By rights, it ought to be a course of action imposed on developers who borrowed hundreds of millions they cannot now repay. But don't bet your house on ever seeing it happen.

Instead we're all now expected to give them a digout. Even if a developer offered the family home as collateral against loans, realistically I can't see any of them downsizing.

A lawyer friend of mine insists "moral pressure" is likely to be brought to bear on them, with or without collateral mortgages.

Nobody wants bankers to start tossing families out on the street, even if the street should be Shrewsbury Road. But my lawyer friend says bankers will soon suggest less opulent accommodation is more appropriate.

I can't see any developers volunteering to do the right thing, though. They will only do what they are legally obliged to do.

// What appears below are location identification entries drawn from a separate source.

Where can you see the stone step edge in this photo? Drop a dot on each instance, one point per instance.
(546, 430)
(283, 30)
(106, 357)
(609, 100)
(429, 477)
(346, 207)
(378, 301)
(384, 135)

Remember how status-driven some of these men are. They put the swagger and strut into the Celtic Tiger. And their interpretation of status does not include a nice little bungalow somewhere near a Luas stop.

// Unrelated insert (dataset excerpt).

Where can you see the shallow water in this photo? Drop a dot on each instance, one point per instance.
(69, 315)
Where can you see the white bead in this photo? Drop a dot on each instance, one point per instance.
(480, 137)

This recession is really only beginning to hurt now -- and we're not at the bottom yet. But recession doesn't hit everyone the same.

The hurtling pace of the downturn may have slackened, but the direction in which everything is headed remains a downhill trajectory.

Stories are reaching critical mass about couples losing their jobs, and overnight finding they can no longer meet their mortgage repayments. But selling up is not feasible either, in a property market which most people believe has further to fall.

An elderly Traveller called to my house the other day offering holy pictures in exchange for a donation. She said she needed money to pay the rent, and claimed a Virgin and Child picture would bring good luck to my home.

It has been years since anyone came to the door begging, and its re-emergence is a symptom of the economic collapse. There are numerous others, from permanent sale signs in shops, to special offers in restaurants and cafes, to a rash of empty premises as businesses have gone to the wall.

Unemployment has risen from 4pc to just under 12pc, and an all-time record high of 402,000 signed on the live register in May. Jobless numbers are expected to climb to at least 15pc next year.

Car sales have dropped by two-thirds, the construction industry is at a standstill, tax revenue has collapsed and thousands of graduates are qualifying with no prospect of work. And nowhere to emigrate to.

This is the true human cost of the recession. Yet property developers are not experiencing that. A world of difference exists between feeling the squeeze and being under the cosh.

Selling the helicopter is not in the same league as selling the car you can no longer afford to tax and insure. Cutting back on dining out is not in the same class as cutting back on meals.

Yesterday on the DART, I noticed how most of the office workers were bringing their own lunchtime sandwich with them -- tinfoil glinting in briefcases and handbags. Austerity and frugality are the latest watchwords.

A rash of recession-friendly articles advises us to grow our own vegetables on allotments, or have swap-shop parties where we trade clothes.

It's eye-catching to run a story about how the Ryan family may have to wait years to find a buyer for Tony Ryan's €100m home (currently the second most expensive property on the international market). But a newly unemployed couple struggling to make their mortgage repayments is less newsworthy.

The ranks of the poor, or the nouveau poor if you like, are swelling daily with failed business owners, office workers, estate agents, bank employees and salespeople -- many of them homeowners with pension plans.

Not the usual definition of poor people, in other words.

More of us are falling into debt or dipping into our savings to get by. And that's before the new property tax and other drains on our incomes coming down the track.

Recession is trumpeted as the great leveller, but this isn't strictly true. Owe €1,000 and it's your problem; owe €100m and it's the bank's.